Finding the curvature
We would like to generalize to a broader class of likelihoods. The issue is computing H = \nabla^2 \log p(y | \theta, \phi) - \Sigma_\phi. Automatically computing the Hessian of an arbitrary function can be costly, though it is feasible. In practice (according to Dan), modelers work out the Hessian and provide it. We could allow users to specify the Hessian, and pass it to laplace_lgp_general
.
Finding the mode
Finding the mode is a high-dimensional root-finding problem.
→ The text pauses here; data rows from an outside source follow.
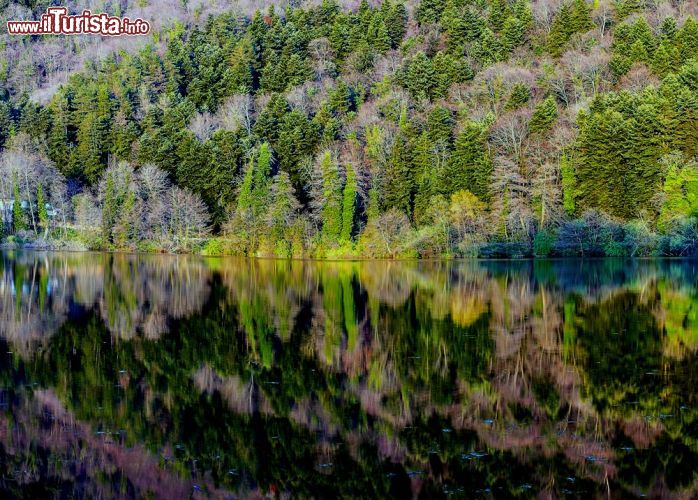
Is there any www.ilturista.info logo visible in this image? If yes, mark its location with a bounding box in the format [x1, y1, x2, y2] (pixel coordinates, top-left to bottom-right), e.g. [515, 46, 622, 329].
[7, 7, 150, 36]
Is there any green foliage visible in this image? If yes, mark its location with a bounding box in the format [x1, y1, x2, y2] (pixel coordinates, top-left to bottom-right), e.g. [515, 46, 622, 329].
[36, 184, 48, 232]
[12, 172, 27, 233]
[340, 164, 356, 242]
[658, 154, 698, 229]
[320, 151, 343, 246]
[0, 0, 698, 256]
[560, 155, 577, 216]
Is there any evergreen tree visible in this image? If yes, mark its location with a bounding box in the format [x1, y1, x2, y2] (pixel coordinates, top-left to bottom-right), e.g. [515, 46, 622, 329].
[36, 184, 48, 233]
[385, 3, 407, 49]
[560, 155, 576, 216]
[440, 122, 492, 201]
[340, 163, 356, 242]
[102, 172, 118, 243]
[320, 151, 342, 246]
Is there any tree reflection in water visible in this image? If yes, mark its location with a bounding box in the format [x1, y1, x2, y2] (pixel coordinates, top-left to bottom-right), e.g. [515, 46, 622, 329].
[0, 253, 698, 498]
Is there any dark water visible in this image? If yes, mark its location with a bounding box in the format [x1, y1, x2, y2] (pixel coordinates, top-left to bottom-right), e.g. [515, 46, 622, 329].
[0, 253, 698, 499]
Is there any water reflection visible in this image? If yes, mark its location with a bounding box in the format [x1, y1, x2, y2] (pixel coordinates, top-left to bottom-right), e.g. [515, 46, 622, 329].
[0, 253, 698, 498]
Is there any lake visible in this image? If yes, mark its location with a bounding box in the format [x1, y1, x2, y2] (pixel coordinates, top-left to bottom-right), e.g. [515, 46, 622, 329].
[0, 252, 698, 499]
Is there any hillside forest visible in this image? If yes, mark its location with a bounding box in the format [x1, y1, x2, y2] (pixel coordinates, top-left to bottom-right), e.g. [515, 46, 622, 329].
[0, 0, 698, 258]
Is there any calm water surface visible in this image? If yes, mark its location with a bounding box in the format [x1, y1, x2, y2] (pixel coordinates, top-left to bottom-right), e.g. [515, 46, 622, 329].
[0, 252, 698, 499]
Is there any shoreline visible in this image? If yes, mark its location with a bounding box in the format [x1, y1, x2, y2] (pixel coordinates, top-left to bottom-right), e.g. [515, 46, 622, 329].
[0, 242, 698, 262]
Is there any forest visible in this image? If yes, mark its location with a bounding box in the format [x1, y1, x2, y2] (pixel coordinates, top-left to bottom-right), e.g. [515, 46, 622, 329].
[0, 0, 698, 258]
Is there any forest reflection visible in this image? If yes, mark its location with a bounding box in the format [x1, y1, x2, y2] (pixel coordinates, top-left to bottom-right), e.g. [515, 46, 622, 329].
[0, 252, 698, 498]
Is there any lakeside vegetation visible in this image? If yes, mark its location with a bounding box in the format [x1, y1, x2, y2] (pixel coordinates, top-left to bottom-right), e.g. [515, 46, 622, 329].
[0, 0, 698, 258]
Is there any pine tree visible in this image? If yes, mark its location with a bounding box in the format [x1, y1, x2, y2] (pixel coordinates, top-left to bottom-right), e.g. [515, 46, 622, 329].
[36, 184, 48, 234]
[385, 3, 407, 49]
[502, 17, 526, 52]
[381, 134, 415, 215]
[488, 0, 510, 31]
[102, 172, 118, 243]
[440, 122, 492, 201]
[340, 163, 356, 242]
[12, 172, 27, 233]
[560, 155, 576, 216]
[320, 151, 342, 246]
[658, 154, 698, 230]
[267, 172, 300, 252]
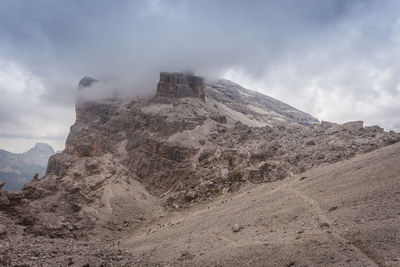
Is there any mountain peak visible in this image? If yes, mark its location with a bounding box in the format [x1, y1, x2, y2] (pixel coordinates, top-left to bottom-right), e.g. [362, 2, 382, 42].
[31, 143, 54, 154]
[157, 72, 205, 100]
Since the problem is (approximately) convex, a candidate approach is to use a Newton solver, in particular the KINSOL implementation, see earlier post. In particular, we want to consider parallelizing the solver, which can be done separately from calculating the autodiff.
We also want to use an initial guess \theta_0 (or theta_0
in the code), based on solutions in previous iterations, to gain speedup. Sean and I discussed this a little bit. Note this is applicable to any problem that uses the solver. Basically, theta_0
is declared as a static variable, and persists across iterations. This could be a reasonable scheme if the leapfrog steps are small enough when simulating Hamiltonian trajectories.
static vector theta_0 = 0;
theta_0 = algebra_solver(system, theta_0, parm, x_r, x_i);
See link. To safeguard against misuses, we could only accept static variables as the argument for certain functions (e.g. initial guesses).